United States v. Sanchez-Gomez
Headline: Court throws out appeals challenging routine use of full restraints on in-custody defendants during pretrial proceedings, ruling the cases are moot and sending the matter back to the lower court to dismiss the appeals.
Holding: We vacate the Ninth Circuit’s judgment and dismiss the appeals as moot because the defendants no longer had a live stake and class-action rules do not save these individual criminal appeals.
- Removes Ninth Circuit’s ban; no national decision on restraints was reached.
- Leaves districts free to change or reinstate restraint policies locally.

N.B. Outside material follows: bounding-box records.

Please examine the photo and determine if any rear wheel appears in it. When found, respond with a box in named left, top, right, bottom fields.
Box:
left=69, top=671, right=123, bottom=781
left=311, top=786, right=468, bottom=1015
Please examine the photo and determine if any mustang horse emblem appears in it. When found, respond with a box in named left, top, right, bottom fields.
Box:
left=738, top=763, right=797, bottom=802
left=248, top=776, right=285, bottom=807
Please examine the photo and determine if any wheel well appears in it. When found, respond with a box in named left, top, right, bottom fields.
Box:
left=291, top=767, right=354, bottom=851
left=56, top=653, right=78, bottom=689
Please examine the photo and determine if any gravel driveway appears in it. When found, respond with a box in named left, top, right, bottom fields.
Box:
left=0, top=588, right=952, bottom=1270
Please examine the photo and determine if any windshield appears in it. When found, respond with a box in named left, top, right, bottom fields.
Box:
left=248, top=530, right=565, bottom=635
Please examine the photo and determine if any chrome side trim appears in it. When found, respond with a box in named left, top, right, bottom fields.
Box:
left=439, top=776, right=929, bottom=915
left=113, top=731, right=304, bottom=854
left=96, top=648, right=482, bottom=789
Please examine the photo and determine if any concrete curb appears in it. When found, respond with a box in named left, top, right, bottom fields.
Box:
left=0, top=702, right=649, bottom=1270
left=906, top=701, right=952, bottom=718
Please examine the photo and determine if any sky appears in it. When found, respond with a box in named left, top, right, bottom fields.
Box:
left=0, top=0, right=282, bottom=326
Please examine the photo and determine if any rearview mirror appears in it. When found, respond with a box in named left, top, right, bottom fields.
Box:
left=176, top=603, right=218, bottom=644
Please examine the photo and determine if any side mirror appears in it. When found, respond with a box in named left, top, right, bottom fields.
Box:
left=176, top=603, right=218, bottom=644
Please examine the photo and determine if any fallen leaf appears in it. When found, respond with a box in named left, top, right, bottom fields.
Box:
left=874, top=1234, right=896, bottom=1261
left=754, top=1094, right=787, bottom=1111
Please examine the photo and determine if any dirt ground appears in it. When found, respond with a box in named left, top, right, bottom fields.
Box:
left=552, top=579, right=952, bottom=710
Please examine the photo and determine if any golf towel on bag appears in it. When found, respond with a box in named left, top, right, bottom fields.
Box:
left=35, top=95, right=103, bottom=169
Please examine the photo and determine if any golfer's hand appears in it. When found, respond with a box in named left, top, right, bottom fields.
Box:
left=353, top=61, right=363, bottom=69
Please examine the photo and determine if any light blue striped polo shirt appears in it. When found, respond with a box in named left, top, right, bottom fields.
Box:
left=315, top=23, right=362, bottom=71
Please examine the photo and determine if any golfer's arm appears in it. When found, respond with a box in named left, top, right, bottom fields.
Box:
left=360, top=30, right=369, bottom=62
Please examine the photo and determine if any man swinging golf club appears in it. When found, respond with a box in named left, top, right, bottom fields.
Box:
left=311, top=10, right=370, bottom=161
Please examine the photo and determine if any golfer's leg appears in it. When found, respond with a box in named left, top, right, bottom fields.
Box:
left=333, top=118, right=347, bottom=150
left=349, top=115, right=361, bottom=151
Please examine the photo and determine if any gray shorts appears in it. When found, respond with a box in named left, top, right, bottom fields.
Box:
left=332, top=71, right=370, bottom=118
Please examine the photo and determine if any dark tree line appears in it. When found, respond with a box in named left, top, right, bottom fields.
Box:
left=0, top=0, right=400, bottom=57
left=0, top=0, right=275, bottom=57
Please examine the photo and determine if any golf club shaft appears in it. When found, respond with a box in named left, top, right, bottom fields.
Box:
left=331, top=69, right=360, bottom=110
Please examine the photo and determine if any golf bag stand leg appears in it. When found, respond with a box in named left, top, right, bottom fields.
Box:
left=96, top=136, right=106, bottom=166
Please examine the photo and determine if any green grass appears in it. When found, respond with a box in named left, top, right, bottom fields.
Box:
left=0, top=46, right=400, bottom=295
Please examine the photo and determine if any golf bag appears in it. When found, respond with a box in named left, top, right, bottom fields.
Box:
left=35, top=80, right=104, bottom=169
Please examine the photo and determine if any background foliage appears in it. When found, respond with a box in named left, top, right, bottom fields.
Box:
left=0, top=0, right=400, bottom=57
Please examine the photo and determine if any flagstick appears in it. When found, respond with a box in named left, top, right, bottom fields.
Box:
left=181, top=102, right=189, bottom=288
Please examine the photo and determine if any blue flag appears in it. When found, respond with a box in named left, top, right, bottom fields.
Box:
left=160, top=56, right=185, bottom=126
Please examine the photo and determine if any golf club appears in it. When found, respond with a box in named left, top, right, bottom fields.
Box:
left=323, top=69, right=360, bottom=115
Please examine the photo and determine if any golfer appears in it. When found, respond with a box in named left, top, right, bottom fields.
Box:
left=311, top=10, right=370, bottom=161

- People must bring new suits to challenge custody restraint practices.
Summary
Background
Four people held in custody in the Southern District of California objected to a district-wide policy that required full restraints—handcuffs, waist chain, and leg shackles—during nonjury pretrial proceedings. The Marshals requested the policy for safety and staffing reasons. The District Court denied relief. By the time the Ninth Circuit decided, the four criminal cases had ended (three guilty pleas and one dismissal), but the Ninth Circuit nonetheless struck down the restraint policy and issued an en banc ruling against it.
Reasoning
The Supreme Court considered whether the appeals could survive even though the defendants were no longer subject to the restraints. The Court rejected the idea that civil class-action rules or a so-called "functional class action" saved the appeals outside the formal class-action process. It also rejected the argument that the suits fit the "capable of repetition, yet evading review" exception, explaining that ordinary criminal defendants are expected to obey the law and therefore cannot rely on a speculative future arrest. Because no live controversy remained, the Court vacated the Ninth Circuit’s judgment and instructed dismissal as moot.
Real world impact
The decision does not rule on whether full restraints are constitutional. It removes the Ninth Circuit’s nationwide judgment against the policy and leaves lower courts and local officials to address restraint practices. The Southern District had already revised its policy, but the Court noted the Government might reinstate it; the Supreme Court declined to reach the constitutional merits.
Dissents or concurrances
At the Ninth Circuit level, Judge Ikuta dissented, arguing the appeals should be dismissed as moot and that the restraint policy did not violate the Constitution. This view assisted the Supreme Court’s mootness analysis.